🤖 AI Summary
This work addresses hallucination generation in large language models (LLMs). We propose the first “pre-decoding hallucination detection and hidden-state-guided intervention” paradigm, enabling early identification and correction of erroneous outputs prior to token emission. Methodologically, we design a lightweight Transformer-based binary classifier operating on decoder hidden states to learn the mapping between latent representations and factual consistency; further, we introduce a gradient-driven hidden-state correction mechanism and develop a plug-and-play intervention module compatible across Llama, Mistral, and Gemma architectures.
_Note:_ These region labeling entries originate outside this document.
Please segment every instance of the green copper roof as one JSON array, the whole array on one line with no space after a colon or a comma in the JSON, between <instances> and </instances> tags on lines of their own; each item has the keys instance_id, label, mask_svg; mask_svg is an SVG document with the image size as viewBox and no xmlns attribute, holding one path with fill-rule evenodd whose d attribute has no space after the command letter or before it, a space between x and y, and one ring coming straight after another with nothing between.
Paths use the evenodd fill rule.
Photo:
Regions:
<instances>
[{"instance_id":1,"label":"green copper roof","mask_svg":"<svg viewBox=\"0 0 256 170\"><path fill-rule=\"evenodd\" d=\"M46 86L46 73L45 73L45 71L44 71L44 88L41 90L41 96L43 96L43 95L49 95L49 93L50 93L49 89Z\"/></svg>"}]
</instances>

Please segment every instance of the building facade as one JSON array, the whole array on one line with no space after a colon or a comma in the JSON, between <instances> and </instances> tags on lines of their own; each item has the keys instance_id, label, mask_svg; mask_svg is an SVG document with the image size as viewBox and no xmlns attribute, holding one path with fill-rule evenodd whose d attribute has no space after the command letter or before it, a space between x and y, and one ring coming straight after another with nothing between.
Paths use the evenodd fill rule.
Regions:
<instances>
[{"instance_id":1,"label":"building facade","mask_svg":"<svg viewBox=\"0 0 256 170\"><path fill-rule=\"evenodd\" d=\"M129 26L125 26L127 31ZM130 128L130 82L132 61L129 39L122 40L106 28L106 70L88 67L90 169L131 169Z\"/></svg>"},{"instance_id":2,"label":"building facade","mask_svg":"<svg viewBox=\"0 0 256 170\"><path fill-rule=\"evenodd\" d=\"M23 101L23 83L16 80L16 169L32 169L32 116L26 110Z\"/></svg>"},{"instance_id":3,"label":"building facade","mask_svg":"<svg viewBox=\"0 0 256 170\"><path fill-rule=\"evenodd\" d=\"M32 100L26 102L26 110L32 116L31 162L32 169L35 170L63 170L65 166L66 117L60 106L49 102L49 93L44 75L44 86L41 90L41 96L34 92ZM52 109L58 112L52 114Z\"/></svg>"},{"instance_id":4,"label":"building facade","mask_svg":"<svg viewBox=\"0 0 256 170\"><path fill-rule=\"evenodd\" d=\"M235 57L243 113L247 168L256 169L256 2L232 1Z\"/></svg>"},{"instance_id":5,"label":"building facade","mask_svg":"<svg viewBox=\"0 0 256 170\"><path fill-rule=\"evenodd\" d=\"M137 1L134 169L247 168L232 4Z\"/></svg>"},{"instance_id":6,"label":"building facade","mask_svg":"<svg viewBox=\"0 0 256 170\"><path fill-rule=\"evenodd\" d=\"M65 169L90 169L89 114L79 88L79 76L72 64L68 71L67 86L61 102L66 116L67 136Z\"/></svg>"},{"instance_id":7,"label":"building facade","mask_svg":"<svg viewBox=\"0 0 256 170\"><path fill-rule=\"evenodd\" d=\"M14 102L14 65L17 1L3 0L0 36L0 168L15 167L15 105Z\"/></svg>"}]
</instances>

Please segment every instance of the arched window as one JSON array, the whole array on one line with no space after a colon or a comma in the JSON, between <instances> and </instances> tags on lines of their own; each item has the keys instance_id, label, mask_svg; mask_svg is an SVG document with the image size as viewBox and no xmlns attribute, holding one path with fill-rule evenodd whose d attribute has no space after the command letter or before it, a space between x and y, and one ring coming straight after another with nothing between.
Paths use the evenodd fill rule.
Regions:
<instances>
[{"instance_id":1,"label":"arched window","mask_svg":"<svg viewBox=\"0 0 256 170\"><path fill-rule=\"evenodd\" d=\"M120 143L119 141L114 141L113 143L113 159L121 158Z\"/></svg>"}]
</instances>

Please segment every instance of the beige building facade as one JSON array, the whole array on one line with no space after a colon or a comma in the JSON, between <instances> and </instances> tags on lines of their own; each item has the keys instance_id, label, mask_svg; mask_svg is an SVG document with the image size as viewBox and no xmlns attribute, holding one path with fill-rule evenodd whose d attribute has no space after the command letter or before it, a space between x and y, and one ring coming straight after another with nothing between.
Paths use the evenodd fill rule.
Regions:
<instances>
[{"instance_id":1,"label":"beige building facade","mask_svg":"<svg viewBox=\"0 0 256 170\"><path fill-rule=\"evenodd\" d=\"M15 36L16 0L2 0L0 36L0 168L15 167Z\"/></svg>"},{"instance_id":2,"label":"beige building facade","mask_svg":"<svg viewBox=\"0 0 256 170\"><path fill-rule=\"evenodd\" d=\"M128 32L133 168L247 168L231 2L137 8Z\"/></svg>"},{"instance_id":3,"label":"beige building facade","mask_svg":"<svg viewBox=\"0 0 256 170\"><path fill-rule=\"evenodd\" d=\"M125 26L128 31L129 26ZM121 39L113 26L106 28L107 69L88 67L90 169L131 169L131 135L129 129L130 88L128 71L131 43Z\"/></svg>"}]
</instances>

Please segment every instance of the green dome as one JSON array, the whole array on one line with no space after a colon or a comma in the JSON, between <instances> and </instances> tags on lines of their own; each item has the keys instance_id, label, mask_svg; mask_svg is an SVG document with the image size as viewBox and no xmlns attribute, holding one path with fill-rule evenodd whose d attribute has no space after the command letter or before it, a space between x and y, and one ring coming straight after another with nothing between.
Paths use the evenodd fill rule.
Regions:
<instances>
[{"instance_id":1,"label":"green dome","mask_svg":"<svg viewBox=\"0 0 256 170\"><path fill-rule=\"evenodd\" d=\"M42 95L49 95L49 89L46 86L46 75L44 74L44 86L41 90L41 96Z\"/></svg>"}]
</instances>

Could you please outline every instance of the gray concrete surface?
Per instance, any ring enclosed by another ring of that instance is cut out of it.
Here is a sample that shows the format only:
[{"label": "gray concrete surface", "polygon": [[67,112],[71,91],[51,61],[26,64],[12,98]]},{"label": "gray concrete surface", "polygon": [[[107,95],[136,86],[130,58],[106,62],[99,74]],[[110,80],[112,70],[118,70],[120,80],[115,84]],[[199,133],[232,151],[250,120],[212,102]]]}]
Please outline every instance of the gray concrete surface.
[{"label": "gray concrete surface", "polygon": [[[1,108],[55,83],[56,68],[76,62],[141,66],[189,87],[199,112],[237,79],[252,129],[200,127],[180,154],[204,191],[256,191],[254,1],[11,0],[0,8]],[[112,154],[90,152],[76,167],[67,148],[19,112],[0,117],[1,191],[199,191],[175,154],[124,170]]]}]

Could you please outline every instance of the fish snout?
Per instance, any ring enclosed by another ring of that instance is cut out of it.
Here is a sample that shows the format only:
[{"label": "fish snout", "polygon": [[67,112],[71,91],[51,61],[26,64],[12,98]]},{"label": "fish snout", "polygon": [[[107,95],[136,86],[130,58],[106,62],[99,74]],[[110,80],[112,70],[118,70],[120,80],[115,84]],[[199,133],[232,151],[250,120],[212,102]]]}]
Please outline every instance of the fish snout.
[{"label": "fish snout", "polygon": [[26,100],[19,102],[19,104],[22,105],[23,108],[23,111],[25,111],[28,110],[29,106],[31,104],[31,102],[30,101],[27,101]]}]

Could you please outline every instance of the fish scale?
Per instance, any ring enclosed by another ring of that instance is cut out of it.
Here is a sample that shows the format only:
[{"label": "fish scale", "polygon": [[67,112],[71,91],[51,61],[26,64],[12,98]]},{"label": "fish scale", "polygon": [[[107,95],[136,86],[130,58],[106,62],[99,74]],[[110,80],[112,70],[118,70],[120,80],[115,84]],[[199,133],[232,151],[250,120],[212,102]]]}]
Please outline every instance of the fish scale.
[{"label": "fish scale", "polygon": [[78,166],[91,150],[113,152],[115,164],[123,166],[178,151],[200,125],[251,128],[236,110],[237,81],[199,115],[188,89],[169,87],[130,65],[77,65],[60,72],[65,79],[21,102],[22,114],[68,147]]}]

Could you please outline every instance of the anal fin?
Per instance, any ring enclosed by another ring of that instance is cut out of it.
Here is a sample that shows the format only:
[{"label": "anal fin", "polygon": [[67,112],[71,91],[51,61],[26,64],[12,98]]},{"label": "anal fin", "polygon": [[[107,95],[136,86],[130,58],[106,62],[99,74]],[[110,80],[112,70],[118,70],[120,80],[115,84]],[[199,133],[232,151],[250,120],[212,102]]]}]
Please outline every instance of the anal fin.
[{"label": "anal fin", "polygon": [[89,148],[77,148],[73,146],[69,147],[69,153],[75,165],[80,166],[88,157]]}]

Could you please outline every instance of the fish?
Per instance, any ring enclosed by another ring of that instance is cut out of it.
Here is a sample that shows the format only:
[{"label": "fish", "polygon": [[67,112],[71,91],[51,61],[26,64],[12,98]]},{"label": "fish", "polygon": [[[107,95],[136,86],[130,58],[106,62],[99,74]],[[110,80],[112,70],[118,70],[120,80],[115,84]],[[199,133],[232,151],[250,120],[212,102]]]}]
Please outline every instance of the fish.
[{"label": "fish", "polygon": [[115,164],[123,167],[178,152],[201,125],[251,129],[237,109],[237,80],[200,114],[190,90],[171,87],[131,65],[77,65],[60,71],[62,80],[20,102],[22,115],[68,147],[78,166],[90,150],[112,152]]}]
Our core contribution is the first framework for hallucination anticipation at the hidden-state level—achieving both low latency (only +3.16 seconds per inference) and architectural generality. Experiments demonstrate an average pre-decoding detection accuracy exceeding 70%, and a 34.4% improvement in output factuality after intervention.
📝 Abstract
Language models (LMs) hallucinate. We inquire: Can we detect and mitigate hallucinations before they happen? This work answers this research question in the positive, by showing that the internal representations of LMs provide rich signals that can be used for this purpose. We introduce FactCheckMate, which preemptively detects hallucinations by learning a classifier that predicts whether the LM will hallucinate, based on the model's hidden states produced over the inputs, before decoding begins. If a hallucination is detected, FactCheckMate then intervenes, by adjusting the LM's hidden states such that the model will produce more factual outputs. FactCheckMate provides fresh insights that the inner workings of LMs can be revealed by their hidden states. Practically, both the detection and mitigation models in FactCheckMate are lightweight, adding little inference overhead; FactCheckMate proves a more efficient approach for mitigating hallucinations compared to many post-hoc alternatives. We evaluate FactCheckMate over LMs of different scales and model families (including Llama, Mistral, and Gemma), across a variety of QA datasets from different domains. Our results demonstrate the effectiveness of leveraging internal representations for early hallucination detection and mitigation, achieving over 70% preemptive detection accuracy. On average, outputs generated by LMs with intervention are 34.4% more factual compared to those without intervention. The average overhead difference in the inference time introduced by FactCheckMate is around 3.16 seconds.